1)    Statin drugs clearly save lives when used by people who have already had a heart attack.

2)    On the other hand, there is no proof that statin drugs prevent heart attacks in people who have not previously had a heart attack

3)    Statin drugs do have side effects. Increased risk of diabetes, liver damage, muscle damage and kidney failure are the best documented, although memory loss has also been reported.

4)    I am not recommending that you stop using statin drugs without consulting your doctor. I am suggesting that you discuss the benefits and risks of statin drug use with your doctor.

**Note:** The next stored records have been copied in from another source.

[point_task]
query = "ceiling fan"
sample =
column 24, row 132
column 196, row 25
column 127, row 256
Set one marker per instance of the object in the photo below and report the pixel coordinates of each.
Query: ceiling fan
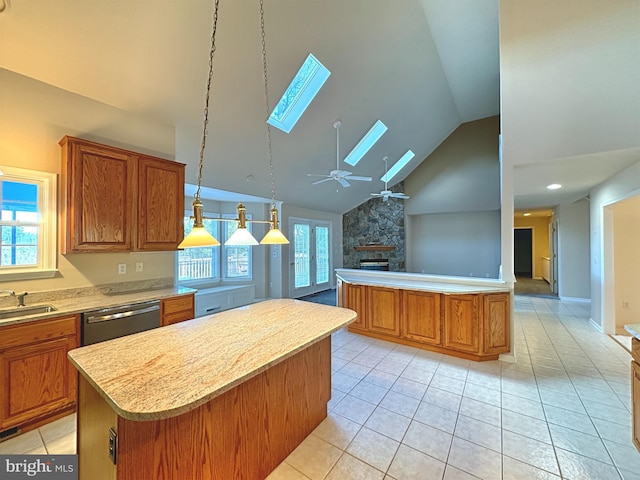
column 386, row 193
column 341, row 176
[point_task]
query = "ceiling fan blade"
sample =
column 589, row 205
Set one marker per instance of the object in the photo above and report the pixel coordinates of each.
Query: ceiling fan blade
column 323, row 180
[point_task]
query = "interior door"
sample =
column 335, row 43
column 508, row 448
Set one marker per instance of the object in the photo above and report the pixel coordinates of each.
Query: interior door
column 309, row 257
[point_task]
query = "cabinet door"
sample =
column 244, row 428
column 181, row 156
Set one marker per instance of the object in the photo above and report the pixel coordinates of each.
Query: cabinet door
column 176, row 309
column 383, row 310
column 421, row 319
column 354, row 298
column 496, row 312
column 160, row 204
column 36, row 381
column 462, row 323
column 97, row 204
column 635, row 385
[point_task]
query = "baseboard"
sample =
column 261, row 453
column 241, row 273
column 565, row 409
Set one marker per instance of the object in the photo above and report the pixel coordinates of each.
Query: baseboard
column 575, row 299
column 595, row 325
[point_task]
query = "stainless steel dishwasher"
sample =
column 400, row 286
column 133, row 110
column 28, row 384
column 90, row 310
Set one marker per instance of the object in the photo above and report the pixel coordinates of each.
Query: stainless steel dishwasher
column 114, row 322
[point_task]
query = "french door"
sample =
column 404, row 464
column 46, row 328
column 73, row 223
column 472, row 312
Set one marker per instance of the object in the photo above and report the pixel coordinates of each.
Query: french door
column 309, row 257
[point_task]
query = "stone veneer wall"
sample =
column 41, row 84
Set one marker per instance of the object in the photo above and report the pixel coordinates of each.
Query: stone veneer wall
column 375, row 221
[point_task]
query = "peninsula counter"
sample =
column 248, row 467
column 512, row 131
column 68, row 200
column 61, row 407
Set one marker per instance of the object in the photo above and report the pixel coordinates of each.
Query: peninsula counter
column 464, row 317
column 224, row 396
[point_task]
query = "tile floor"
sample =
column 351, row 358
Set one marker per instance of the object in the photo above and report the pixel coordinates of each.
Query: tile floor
column 561, row 411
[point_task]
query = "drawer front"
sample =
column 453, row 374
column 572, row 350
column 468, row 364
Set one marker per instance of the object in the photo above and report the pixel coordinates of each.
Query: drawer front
column 37, row 331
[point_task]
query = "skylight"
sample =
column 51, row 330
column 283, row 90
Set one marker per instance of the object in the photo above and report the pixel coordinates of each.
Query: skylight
column 365, row 144
column 298, row 95
column 398, row 166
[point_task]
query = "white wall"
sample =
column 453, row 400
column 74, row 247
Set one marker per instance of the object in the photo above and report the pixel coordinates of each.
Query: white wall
column 625, row 184
column 462, row 244
column 33, row 118
column 626, row 238
column 573, row 250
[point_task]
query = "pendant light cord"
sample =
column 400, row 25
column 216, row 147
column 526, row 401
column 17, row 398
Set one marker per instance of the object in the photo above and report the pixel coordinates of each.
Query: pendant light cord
column 266, row 104
column 206, row 100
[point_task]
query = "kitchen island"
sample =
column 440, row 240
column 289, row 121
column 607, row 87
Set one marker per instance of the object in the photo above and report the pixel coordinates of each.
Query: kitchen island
column 224, row 396
column 461, row 316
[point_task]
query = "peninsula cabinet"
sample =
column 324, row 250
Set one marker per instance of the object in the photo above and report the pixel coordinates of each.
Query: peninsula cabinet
column 468, row 325
column 38, row 382
column 115, row 200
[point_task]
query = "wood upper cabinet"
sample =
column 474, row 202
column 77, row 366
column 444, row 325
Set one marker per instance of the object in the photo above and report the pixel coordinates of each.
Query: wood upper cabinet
column 38, row 381
column 177, row 309
column 97, row 198
column 354, row 297
column 635, row 389
column 462, row 322
column 421, row 317
column 160, row 204
column 383, row 310
column 496, row 311
column 115, row 200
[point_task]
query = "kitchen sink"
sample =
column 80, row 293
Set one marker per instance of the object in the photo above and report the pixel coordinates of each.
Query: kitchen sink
column 24, row 311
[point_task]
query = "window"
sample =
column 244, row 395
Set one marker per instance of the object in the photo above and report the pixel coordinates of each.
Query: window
column 211, row 264
column 199, row 264
column 237, row 259
column 28, row 224
column 299, row 94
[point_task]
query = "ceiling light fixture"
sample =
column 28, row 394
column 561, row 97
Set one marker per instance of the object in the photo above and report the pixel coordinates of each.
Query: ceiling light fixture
column 199, row 237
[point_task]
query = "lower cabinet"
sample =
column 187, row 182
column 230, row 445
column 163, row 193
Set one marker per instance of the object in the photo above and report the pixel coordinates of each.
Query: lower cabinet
column 421, row 317
column 474, row 325
column 177, row 309
column 383, row 310
column 38, row 382
column 635, row 388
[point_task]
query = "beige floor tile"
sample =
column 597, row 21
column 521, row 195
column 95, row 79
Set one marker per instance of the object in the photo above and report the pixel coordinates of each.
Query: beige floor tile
column 22, row 443
column 373, row 448
column 428, row 440
column 314, row 457
column 474, row 459
column 337, row 430
column 351, row 468
column 410, row 464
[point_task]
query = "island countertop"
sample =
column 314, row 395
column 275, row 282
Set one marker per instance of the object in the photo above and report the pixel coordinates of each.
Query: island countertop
column 168, row 371
column 418, row 281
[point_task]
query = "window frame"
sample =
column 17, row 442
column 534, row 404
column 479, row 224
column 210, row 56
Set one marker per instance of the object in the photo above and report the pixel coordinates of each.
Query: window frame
column 47, row 221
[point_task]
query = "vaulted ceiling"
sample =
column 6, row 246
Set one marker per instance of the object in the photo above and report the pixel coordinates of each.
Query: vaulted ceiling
column 423, row 67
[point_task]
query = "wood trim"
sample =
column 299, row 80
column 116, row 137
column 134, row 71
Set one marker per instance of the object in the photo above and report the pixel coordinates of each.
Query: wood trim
column 371, row 248
column 243, row 433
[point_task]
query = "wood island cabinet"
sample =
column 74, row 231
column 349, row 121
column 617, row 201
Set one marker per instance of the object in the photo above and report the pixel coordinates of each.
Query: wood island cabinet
column 421, row 317
column 469, row 325
column 115, row 200
column 383, row 310
column 38, row 382
column 177, row 309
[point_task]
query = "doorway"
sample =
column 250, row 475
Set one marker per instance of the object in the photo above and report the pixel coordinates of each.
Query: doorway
column 523, row 252
column 310, row 258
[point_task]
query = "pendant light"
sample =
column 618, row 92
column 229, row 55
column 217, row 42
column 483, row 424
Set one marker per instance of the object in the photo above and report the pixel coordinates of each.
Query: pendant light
column 199, row 237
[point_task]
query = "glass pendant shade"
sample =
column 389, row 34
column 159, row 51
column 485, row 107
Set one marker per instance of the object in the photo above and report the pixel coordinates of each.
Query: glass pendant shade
column 241, row 236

5)    Perhaps the most important poin tto come out of these studies is that it almost impossible to prove the benefit of any intervention in a primary prevention trial. If you can’t prove that statins work in healthy people, it is not surprising that it is difficult to prove that other interventions work.

6)   Finally, the way that these studies have been interpreted shows that there is a clear double standard in how the medical community evaluates primary intervention trials.

  • Statin drugs don’t show any benefit in a primary prevention setting, yet most doctors still recommend them.
  • Vitamin E and omega-3 fatty acids don’t show any benefit in a primary prevention setting, and most doctors recommend against them.

These statements have not been evaluated by the Food and Drug Administration. This information is not intended to diagnose, treat, cure or prevent any disease.